The FreeBSD base system has adopted this broadly. Since FreeBSD 10 and 11, utilities including tcpdump, grep, sort, gzip, and dhclient use Capsicum. For processes that legitimately need services requiring global namespace access after entering capability mode (DNS resolution, syslog, group lookups), FreeBSD provides the Casper library (libcasper), which runs a supervised helper process that the sandboxed process communicates with over a socket. The Capsicum process holds a CAP_READ/CAP_WRITE fd to the Casper socket; Casper performs the privileged operation and returns the result.

How seccomp Works

seccomp (Secure Computing Mode) entered Linux in 2.6.12 in 2005 as a strict mode limiting processes to four syscalls: read, write, exit, and sigreturn. The practically useful seccomp-bpf mode arrived in Linux 3.5 in 2012, driven largely by the Chrome sandbox team.

In filter mode, the process installs a classic BPF program that runs on every syscall entry. The program receives a struct seccomp_data containing the syscall number, architecture, instruction pointer, and six register arguments. It returns an action:

#include <linux/seccomp.h>
#include <sys/prctl.h>

prctl(PR_SET_NO_NEW_PRIVS, 1, 0, 0, 0);

struct sock_filter filter[] = {
    BPF_STMT(BPF_LD | BPF_W | BPF_ABS,
             offsetof(struct seccomp_data, arch)),
    BPF_JUMP(BPF_JMP | BPF_JEQ | BPF_K, AUDIT_ARCH_X86_64, 1, 0),
    BPF_STMT(BPF_RET | BPF_K, SECCOMP_RET_KILL_PROCESS),
    BPF_STMT(BPF_LD | BPF_W | BPF_ABS,
             offsetof(struct seccomp_data, nr)),
    BPF_JUMP(BPF_JMP | BPF_JEQ | BPF_K, __NR_read, 0, 1),
    BPF_STMT(BPF_RET | BPF_K, SECCOMP_RET_ALLOW),
    BPF_STMT(BPF_RET | BPF_K, SECCOMP_RET_KILL_THREAD),
};
struct sock_fprog prog = { .len = 7, .filter = filter };
seccomp(SECCOMP_SET_MODE_FILTER, 0, &prog);

Note the architecture check at the start. This is mandatory: syscall numbers vary across architectures (on x86-64, open is syscall 2; on 32-bit x86, it is syscall 5; on ARM64, it is syscall 56), and a 64-bit process can invoke 32-bit syscalls via int 0x80, bypassing an x86-64-numbered filter entirely unless AUDIT_ARCH is verified first. The libseccomp library handles this portability concern automatically when generating filters from higher-level rules.
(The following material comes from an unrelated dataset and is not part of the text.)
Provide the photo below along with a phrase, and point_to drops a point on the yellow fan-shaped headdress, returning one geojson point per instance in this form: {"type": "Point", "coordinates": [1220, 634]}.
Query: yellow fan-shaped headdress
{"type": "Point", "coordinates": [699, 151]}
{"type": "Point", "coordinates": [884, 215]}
Filters stack: each seccomp(SECCOMP_SET_MODE_FILTER, ...) call adds to the chain, with all filters running and the most restrictive result winning. The NO_NEW_PRIVS requirement prevents a sandboxed process from regaining privileges through setuid exec.

seccomp adoption is extremely broad on Linux. Chrome has used seccomp-bpf for renderer processes since 2012. Firefox followed for content processes in 2016. systemd uses SystemCallFilter= directives across many of its own services. Android has applied per-app seccomp filters since Oreo. Docker ships a default profile blocking roughly 44 syscalls. The ecosystem around seccomp is mature.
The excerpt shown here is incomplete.